JMSA · 13/01/2024 21:56

I would go. I mean, how wild could it possibly get with children in attendance?!

JayJayEl · 14/01/2024 00:13

What's the difference between a 'party' and a 'gathering' and a 'hen do' and a '(multi generational) get together'? If a large Air BnB has been rented out then the owners will be expecting a large amount of people. The demographics of your group suggest that it is not a stereotypical hen party, so I don't think you need to say anything!

rrrrrreatt · 14/01/2024 00:46

I think people ban stag and hen dos because they don’t want wild parties and lots of damages. As long as you’re not planning that, you’ll probably be fine.

We rented a big house for my friend’s stag do. It wasn’t the strippers and vomit type of stag do, we’re a mixed gender group and we just had a chilled weekend drinking wine and eating nice food.

The accommodation did say no stag dos (I didn’t book it) and I felt really bad we lied so I ran a really tight ship on decorations/banned items and tidying up.
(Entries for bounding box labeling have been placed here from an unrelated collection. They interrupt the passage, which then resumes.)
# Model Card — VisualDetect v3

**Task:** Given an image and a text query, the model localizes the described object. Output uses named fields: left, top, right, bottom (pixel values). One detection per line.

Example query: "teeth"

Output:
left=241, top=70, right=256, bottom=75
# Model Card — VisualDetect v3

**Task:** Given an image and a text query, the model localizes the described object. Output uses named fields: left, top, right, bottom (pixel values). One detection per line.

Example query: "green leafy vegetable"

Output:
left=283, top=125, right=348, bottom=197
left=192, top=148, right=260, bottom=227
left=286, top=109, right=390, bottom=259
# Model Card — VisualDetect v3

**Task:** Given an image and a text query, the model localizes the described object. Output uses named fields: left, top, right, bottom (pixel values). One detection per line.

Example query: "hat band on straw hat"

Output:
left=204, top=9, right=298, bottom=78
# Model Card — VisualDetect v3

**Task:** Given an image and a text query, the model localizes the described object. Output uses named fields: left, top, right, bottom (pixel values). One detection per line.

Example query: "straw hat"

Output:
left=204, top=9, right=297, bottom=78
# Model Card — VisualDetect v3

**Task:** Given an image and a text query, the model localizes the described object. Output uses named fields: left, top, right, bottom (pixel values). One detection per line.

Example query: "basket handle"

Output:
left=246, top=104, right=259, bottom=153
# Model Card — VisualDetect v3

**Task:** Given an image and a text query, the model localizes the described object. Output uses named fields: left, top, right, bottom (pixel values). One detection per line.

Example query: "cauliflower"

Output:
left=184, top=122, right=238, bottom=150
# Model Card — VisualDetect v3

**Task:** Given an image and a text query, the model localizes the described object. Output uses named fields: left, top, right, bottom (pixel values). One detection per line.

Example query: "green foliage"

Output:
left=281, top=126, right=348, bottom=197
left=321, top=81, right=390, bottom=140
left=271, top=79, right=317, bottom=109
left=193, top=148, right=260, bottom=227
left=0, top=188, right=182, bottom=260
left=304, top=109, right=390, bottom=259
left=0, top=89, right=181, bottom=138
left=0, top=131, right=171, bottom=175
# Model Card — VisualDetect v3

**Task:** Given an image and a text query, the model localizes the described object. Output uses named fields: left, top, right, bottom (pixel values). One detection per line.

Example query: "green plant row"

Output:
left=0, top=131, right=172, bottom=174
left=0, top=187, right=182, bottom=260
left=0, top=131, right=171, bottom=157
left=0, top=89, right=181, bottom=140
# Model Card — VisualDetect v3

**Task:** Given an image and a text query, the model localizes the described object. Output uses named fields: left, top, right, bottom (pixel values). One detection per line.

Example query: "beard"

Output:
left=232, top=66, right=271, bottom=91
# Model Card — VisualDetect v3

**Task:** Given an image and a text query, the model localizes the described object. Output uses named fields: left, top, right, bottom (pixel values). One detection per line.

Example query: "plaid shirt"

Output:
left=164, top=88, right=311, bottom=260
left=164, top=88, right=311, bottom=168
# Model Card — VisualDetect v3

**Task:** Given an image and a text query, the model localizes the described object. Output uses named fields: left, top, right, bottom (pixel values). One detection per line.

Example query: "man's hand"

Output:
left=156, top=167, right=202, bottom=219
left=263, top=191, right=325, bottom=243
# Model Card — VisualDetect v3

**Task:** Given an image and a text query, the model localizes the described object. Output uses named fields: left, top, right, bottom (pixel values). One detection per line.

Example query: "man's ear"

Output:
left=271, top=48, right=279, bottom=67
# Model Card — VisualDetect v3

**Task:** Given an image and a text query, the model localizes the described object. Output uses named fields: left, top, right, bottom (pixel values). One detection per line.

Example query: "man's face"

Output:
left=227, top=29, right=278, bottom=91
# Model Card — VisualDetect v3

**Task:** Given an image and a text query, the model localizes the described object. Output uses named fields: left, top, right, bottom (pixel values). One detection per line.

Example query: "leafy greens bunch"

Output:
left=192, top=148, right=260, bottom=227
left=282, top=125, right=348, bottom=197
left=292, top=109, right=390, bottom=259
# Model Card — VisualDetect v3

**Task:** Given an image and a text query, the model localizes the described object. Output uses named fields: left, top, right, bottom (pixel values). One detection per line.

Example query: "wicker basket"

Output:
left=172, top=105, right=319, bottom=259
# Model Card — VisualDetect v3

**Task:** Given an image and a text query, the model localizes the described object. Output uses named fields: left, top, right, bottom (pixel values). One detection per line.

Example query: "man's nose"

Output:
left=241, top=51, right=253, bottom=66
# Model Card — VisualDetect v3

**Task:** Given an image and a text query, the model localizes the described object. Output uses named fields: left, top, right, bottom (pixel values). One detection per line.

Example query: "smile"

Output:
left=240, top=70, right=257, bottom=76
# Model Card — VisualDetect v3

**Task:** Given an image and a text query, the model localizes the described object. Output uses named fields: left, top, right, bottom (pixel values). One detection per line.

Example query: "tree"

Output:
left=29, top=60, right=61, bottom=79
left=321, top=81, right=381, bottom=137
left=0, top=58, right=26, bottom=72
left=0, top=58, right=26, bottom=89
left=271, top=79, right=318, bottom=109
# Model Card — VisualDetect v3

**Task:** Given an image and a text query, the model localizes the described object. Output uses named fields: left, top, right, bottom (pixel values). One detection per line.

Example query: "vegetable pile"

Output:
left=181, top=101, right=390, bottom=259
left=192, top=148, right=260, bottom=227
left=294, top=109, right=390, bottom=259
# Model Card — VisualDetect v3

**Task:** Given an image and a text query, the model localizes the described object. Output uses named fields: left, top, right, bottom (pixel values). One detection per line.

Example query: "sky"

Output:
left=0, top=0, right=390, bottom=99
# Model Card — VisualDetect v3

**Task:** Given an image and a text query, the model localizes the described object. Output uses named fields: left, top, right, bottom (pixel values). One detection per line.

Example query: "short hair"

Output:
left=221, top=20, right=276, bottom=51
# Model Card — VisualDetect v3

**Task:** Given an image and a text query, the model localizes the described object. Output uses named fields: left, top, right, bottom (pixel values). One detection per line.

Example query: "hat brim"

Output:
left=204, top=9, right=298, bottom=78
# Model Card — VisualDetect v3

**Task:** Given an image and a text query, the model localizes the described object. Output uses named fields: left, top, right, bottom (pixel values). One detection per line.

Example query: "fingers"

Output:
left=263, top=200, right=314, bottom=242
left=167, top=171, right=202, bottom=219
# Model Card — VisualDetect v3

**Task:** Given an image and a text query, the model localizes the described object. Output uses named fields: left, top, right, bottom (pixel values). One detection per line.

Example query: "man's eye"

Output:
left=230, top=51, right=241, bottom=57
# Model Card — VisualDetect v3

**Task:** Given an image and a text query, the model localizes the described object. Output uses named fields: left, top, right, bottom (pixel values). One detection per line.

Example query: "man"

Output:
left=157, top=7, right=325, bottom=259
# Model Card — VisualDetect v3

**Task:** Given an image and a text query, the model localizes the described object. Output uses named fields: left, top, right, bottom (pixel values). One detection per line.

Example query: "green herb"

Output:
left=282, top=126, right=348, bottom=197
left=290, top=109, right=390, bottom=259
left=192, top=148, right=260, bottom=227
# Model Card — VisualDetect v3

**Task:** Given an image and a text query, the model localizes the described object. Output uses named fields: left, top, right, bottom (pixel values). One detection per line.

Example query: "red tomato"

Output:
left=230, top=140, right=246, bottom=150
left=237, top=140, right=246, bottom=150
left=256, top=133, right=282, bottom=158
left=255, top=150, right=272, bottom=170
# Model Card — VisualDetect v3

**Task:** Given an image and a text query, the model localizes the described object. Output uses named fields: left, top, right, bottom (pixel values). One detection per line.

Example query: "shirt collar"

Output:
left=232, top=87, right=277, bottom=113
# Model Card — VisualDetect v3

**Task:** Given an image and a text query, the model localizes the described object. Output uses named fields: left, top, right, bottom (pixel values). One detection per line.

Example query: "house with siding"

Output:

The host text to say it was the tidiest it’d ever been left, the cleaners had called him to check there had actually been guests in 😂

Bouncyball23 · 14/01/2024 02:07

Children at hen party? Is it a hen party or family gathering?

Nicparke · 14/01/2024 14:59

I'm an airbnb host. We state we don't accept hen parties. But when I get messages from guests stating they're low key etc then I accept. It's more we just don't like wild drunk guests. I'd message them and explain

MerryMarigold · 14/01/2024 16:25

I would be honest as you have been here. I would say, it is a celebration for the bride but not the usual 'hen party' affair. There are 5 childre aged 4-10 coming and 3 grandparents. We are not going to be rowdy or drunk. Is it still OK?

When people say no hen parties what they mean is no complete pissups with lairy women screeching.

Mirabai · 14/01/2024 17:19

OP’s under no obligation to the tell the host anything from the info on here (I say that as a host). It’s not a hen party as the term is commonly understood but a multigenerational family holiday.

Peachy2005 · 14/01/2024 19:39

Agree it’s not a hen party if there are grandparents and children. As long as you’re sure it won’t be rowdy, maybe you could explain that its a pre-wedding family get-together so your conscience is clear.